宇宙はビッグバンによって誕生した。それから約138億年後の現在、宇宙ほど規模は大きくないものの、新たな広がりを見せているものがある。レモンと甲類焼酎・炭酸というシンプルな構成要素からなるレモンサワーだ。中目黒にあった旧『もつやき ばん』で、ドカン!?とそれは誕生した。
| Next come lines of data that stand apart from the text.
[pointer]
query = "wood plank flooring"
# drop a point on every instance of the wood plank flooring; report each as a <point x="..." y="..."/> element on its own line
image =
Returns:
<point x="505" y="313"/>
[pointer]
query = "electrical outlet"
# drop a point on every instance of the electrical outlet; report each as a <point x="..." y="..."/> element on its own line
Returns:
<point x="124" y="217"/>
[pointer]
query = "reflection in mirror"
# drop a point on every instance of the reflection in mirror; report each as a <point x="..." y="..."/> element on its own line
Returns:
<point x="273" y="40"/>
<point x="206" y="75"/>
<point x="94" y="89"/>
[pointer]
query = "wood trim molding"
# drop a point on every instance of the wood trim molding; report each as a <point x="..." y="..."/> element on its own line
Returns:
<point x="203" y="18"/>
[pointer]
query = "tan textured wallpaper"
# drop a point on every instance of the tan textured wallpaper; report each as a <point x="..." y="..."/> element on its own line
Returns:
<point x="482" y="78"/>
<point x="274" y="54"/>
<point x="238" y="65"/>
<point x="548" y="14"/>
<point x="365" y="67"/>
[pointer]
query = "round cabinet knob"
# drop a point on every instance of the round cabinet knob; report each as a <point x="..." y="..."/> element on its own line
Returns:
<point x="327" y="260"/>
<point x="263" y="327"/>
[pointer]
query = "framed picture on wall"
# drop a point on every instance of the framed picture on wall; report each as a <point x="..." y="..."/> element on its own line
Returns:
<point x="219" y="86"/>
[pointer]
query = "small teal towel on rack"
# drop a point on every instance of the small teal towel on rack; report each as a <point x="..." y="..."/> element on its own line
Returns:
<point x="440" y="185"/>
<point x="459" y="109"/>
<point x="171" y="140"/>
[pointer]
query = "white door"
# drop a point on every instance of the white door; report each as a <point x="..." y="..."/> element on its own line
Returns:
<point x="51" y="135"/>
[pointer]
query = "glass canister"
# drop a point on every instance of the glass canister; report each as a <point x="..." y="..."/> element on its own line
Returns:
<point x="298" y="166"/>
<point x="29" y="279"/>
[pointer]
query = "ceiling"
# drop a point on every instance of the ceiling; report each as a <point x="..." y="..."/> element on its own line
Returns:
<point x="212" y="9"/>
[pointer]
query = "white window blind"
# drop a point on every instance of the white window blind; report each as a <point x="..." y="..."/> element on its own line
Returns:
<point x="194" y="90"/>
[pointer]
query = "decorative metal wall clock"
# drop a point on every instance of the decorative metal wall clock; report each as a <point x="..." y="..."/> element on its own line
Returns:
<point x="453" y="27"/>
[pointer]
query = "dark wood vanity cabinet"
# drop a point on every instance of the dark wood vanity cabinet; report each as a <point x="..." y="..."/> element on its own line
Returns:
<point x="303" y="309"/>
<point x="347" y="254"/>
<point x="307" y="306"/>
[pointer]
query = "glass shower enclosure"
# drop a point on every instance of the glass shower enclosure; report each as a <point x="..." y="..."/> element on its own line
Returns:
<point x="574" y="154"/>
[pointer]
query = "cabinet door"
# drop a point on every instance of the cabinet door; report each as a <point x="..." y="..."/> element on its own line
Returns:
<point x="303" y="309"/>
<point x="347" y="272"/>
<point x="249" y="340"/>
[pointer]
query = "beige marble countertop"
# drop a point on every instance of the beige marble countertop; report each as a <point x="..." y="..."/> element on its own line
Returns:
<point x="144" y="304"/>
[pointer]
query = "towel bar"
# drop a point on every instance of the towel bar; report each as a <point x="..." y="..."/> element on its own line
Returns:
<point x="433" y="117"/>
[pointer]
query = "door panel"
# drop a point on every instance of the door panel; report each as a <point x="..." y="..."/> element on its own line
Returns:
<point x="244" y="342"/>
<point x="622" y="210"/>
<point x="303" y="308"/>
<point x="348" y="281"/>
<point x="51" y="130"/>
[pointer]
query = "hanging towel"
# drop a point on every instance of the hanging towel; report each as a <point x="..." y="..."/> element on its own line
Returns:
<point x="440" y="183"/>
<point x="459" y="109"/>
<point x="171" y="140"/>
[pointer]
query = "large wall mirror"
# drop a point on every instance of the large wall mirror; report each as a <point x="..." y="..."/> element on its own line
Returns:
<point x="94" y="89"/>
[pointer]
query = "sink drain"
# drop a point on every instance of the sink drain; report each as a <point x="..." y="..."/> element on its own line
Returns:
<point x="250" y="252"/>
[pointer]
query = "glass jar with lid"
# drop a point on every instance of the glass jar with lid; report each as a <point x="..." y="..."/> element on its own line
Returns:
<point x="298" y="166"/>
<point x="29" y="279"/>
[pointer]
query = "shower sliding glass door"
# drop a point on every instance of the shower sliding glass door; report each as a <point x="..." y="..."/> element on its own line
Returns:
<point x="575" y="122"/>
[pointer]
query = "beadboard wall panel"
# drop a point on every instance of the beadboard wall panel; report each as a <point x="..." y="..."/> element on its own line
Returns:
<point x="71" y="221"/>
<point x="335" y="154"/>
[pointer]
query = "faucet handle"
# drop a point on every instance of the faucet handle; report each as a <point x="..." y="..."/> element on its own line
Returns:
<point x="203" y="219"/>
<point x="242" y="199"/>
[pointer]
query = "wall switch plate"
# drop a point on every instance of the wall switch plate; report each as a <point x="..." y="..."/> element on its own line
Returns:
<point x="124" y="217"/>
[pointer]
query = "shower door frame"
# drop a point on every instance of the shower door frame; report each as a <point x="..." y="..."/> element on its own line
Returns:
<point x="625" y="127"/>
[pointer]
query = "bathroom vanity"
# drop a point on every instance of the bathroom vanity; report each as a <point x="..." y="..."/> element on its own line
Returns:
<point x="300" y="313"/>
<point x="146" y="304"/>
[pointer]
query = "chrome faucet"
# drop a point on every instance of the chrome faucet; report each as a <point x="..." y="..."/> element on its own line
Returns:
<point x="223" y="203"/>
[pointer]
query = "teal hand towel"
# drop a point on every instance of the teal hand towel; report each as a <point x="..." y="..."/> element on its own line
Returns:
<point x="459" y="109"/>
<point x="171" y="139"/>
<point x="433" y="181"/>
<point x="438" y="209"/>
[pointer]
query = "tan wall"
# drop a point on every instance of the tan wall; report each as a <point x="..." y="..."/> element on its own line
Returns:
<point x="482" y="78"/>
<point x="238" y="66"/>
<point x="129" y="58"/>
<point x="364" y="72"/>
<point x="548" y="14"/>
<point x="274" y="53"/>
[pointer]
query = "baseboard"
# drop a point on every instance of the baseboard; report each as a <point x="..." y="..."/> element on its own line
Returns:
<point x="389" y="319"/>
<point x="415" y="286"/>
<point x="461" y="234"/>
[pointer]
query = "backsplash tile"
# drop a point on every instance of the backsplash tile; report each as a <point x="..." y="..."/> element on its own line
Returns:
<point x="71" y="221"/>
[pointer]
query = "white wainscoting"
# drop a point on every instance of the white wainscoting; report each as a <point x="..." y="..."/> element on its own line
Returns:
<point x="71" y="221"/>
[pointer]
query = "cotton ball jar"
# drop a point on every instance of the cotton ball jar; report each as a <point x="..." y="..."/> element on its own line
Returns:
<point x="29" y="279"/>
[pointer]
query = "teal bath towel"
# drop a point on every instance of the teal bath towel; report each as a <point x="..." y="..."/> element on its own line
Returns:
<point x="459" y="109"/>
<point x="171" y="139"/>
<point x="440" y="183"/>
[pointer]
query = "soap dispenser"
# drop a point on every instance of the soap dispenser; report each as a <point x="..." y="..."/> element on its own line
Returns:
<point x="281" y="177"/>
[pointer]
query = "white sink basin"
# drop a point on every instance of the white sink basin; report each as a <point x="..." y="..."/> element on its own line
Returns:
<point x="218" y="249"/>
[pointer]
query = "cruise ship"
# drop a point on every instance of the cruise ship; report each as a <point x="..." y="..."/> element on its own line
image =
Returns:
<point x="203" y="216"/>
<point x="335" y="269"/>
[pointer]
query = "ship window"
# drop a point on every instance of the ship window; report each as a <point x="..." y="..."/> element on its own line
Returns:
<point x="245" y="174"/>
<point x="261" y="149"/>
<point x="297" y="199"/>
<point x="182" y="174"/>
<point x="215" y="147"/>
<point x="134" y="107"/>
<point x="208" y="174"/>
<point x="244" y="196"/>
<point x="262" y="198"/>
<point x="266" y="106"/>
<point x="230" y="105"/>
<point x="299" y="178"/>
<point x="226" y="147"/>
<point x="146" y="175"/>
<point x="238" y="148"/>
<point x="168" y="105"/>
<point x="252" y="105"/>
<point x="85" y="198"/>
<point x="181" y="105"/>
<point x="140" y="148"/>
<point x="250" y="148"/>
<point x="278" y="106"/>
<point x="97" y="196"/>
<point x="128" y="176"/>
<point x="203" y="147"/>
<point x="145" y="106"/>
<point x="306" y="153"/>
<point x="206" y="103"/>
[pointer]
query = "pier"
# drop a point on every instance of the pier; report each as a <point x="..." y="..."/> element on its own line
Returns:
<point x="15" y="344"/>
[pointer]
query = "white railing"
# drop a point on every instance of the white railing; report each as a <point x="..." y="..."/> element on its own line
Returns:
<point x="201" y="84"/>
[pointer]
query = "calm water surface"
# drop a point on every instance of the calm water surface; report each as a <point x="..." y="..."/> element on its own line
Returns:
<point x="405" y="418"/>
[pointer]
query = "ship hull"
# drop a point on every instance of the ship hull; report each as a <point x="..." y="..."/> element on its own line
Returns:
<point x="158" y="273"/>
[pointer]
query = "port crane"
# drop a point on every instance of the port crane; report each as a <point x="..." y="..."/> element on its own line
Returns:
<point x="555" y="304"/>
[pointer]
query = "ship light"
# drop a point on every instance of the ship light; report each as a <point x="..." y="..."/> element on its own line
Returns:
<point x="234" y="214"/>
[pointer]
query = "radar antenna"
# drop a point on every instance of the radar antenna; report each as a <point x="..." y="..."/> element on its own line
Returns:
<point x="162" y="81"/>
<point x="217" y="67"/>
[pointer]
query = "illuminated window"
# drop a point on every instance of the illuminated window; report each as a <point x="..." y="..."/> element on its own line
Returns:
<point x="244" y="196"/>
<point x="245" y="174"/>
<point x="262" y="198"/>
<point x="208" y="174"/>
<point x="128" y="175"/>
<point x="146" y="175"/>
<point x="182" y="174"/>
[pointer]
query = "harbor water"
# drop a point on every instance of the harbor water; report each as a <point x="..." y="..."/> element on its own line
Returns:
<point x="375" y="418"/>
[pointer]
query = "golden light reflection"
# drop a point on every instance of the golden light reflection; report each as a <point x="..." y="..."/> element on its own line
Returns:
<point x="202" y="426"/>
正確には誕生ではなく命名なのだが。「元々、“タンチュー”と呼ばれている焼酎の炭酸割りに、レモンを入れるというメニューはあったけど、名前がなかった。それで何か名前を付けようということになって。飲み口がサッパリしていて嫌味がなく、爽やか。その爽やかさから“サワー”がいいんじゃないかと。で、レモンサワーになったんだよ」と語るのは中目黒の旧『もつやき ばん』※で働いていた、店主の弟であり、旧『もつやき ばん』の味を楽しんでもらうべく、祐天寺で『もつやき ばん』を営む小杉 潔さんだ。「今からもう、56年も前のことだよ」。
キンミヤ焼酎(25度)、レモン1個、炭酸という構成。半切りにされたレモンを自分で搾ってキンミヤがたっぷり注がれたジョッキに入れ、さらに炭酸を注ぐというスタイルも当時のままだそうだ。「自分で搾った方がさ、作る楽しみがあるでしょ。レモンの量、炭酸の量も好みに調整できるし。それにさ、手についたレモン果汁は自分の手にすり込んちゃうんだよ。レモンには糖度がないからベタつかないし、ビタミンCたっぷりで肌にもいい(笑)」。目からウロコのレモン活用法! 確かにもう70を超える小杉さんの手は……ツルツルに見えないこともないか、な。
自分好みのシンプルな美味しさに加え、自分で搾った半切りのレモンを串刺しにして積み重ねた様子がフォトジェニックだとインスタにアップする人も増え、近年ますますレモンサワーが人気なのだそうだ。